Compartir

BAGDAD, 13 (Reuters/EP)

Milicianos del grupo terrorista Estado Islámico han cavado trincheras alrededor de la refinería de Baiji, la más importante de Irak, en unos enfrentamientos que se extienden durante casi un año, después de más de 300 bombardeos por parte de la coalición internacional liderada por Estados Unidos.

El grupo terrorista ha lanzado durante el último mes fuertes ataques sobre la instalación, y en la actualidad controla grandes partes del complejo en el que más de 200 soldados iraquíes están atrapados. El Pentágono anunció la semana pasada que el resultado final de la batalla no puede ser pronosticado pero advirtió de que va “en una dirección equivocada”.

Varios analistas han explicado que la organización yihadista parece estar comprometida con seguir la batalla por Baiji, demostrando que puede seguir con su ofensiva incluso tras la derrota de Tikrit a comienzos de abril.

Sin embargo, el enfrentamiento en la mayor refinería petrolífera del país ha puesto de relieve el estado de caos en el que las fuerzas de seguridad iraquíes están sumergidas. “No dormimos mucho”, ha dicho uno de los policías atrapados en el interior, a lo que ha agregado que son atacados una media de tres veces diarias por los milicianos, quienes están cada vez más cerca.

“Ellos (Estado Islámico) han cavado trincheras cerca de los tanques de hidrógeno y gas natural. Los bombardeos aéreos no pueden golpearles porque es muy peligroso y nos matarían a nosotros también”, ha detallado el agente.

La situación recuerda a la que las guerrillas armadas kurdas vivieron en Kobani, donde la milicia estuvo varios meses tratando de tomar el control. “Están esperando su momento como ya ocurrió en Kobani”, ha asegurado otro agente de seguridad iraquí que ha preferido conservar el anonimato. “La diferencia es que Kobani es una ciudad y Baiji es una instalación industrial y es difícil combatir en un área que se encuentra totalmente rodeada”, ha añadido.

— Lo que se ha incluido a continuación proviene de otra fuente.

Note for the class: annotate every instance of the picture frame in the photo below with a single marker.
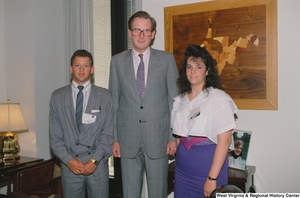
(251, 79)
(239, 149)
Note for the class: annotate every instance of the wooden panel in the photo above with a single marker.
(241, 36)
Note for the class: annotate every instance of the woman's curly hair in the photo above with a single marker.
(197, 52)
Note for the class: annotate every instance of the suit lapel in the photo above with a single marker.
(152, 70)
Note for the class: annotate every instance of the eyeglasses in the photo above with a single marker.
(137, 32)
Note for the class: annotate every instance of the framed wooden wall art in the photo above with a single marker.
(242, 37)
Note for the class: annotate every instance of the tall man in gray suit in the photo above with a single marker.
(81, 131)
(143, 85)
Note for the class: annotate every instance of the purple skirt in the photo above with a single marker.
(191, 170)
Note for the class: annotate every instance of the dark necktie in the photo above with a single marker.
(140, 77)
(79, 107)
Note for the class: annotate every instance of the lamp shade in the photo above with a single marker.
(11, 118)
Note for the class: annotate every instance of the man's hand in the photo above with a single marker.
(117, 149)
(75, 166)
(89, 168)
(171, 148)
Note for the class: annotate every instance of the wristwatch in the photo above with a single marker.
(94, 161)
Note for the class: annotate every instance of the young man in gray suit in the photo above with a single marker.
(81, 131)
(143, 85)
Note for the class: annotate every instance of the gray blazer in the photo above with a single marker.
(95, 140)
(144, 120)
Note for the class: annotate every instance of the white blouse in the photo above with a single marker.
(210, 113)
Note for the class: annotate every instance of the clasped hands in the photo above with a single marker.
(79, 168)
(171, 149)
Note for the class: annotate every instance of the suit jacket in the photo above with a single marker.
(95, 140)
(145, 119)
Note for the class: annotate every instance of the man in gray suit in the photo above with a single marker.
(83, 142)
(143, 85)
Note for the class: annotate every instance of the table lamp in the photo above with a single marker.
(11, 122)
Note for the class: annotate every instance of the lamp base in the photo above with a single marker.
(11, 147)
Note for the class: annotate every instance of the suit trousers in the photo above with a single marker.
(156, 175)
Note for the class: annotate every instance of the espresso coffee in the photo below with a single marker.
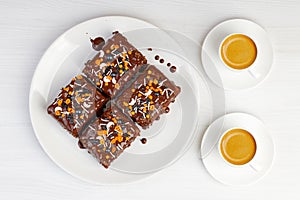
(238, 146)
(238, 51)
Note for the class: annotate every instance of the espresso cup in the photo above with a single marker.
(238, 147)
(238, 52)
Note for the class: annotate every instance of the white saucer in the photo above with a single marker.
(231, 175)
(235, 80)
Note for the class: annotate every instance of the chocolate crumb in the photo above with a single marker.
(144, 140)
(97, 43)
(167, 110)
(173, 69)
(80, 145)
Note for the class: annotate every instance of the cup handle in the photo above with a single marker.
(254, 74)
(255, 167)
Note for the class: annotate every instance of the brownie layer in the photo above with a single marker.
(114, 65)
(108, 136)
(148, 97)
(76, 105)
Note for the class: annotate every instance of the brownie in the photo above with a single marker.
(76, 105)
(108, 136)
(115, 64)
(148, 97)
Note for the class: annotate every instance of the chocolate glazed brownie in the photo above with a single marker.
(107, 136)
(148, 97)
(76, 105)
(114, 65)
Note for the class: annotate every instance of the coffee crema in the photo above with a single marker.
(238, 51)
(238, 146)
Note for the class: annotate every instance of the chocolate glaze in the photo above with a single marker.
(148, 96)
(107, 136)
(144, 140)
(115, 64)
(97, 43)
(76, 105)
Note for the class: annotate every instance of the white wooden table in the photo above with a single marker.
(27, 28)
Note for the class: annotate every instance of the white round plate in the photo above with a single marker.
(242, 175)
(63, 60)
(168, 138)
(233, 79)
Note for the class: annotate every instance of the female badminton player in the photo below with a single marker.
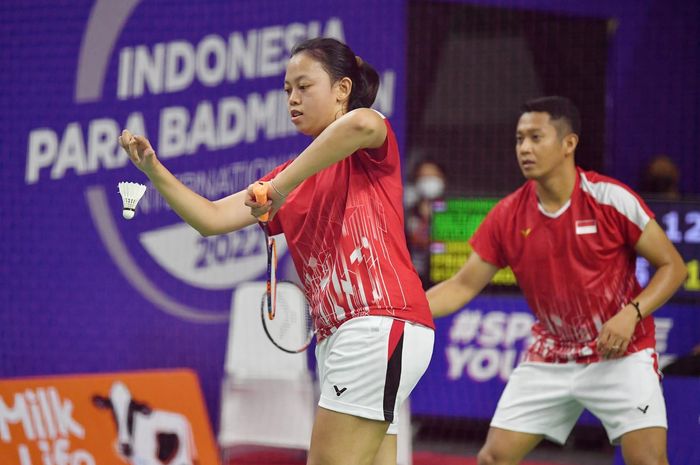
(339, 204)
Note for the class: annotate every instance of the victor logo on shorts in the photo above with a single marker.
(338, 392)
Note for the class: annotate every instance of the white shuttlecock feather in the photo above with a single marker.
(131, 193)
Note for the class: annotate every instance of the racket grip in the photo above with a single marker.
(260, 191)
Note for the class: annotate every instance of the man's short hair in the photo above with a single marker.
(559, 108)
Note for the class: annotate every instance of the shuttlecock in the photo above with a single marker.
(131, 193)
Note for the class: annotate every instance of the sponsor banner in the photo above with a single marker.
(477, 348)
(83, 288)
(147, 418)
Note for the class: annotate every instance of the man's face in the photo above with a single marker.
(540, 149)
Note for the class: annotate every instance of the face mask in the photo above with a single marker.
(430, 187)
(410, 195)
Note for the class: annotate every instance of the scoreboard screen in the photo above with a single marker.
(453, 223)
(456, 219)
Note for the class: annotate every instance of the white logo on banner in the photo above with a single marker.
(482, 345)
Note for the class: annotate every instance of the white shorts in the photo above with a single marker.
(547, 398)
(370, 365)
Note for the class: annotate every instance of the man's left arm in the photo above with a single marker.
(670, 273)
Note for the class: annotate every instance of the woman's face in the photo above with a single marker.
(313, 101)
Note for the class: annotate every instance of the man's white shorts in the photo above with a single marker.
(547, 398)
(370, 365)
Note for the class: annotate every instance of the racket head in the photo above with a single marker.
(291, 330)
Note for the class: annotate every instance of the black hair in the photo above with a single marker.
(340, 61)
(558, 108)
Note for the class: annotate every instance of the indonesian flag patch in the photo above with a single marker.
(586, 227)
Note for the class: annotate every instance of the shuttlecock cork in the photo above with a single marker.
(131, 193)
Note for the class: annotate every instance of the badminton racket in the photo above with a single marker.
(284, 310)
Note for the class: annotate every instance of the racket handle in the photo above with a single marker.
(260, 192)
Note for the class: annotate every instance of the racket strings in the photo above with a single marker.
(292, 328)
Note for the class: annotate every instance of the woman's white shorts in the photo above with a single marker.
(370, 365)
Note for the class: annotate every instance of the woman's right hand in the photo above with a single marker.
(140, 151)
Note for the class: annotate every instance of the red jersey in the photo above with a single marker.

Para los yihadistas, el valor de la refinería es principalmente simbólico, aunque algunos analistas han explicado que el grupo podría desviar combustible desde los tanques de almacenamiento. El último enfrentamiento ha causado un daño que tardará años en ser reparado, provocando la inactividad de toda la refinería en un momento en el que Irak está reduciendo sus ingresos debido al desplome de los precios del petróleo.

VÍAS DE SUMINISTRO

Sin embargo, la lucha por Baiji podría tener el efecto sobre las fuerzas iraquíes de retrasar la operación de reconquista de la ciudad de Mosul, controlada desde hace casi un año por el grupo terrorista. La refinería fue liberada una vez en noviembre, pero las fuerzas de seguridad fracasaron a la hora de proteger la zona y la dejaron como un objetivo fácil.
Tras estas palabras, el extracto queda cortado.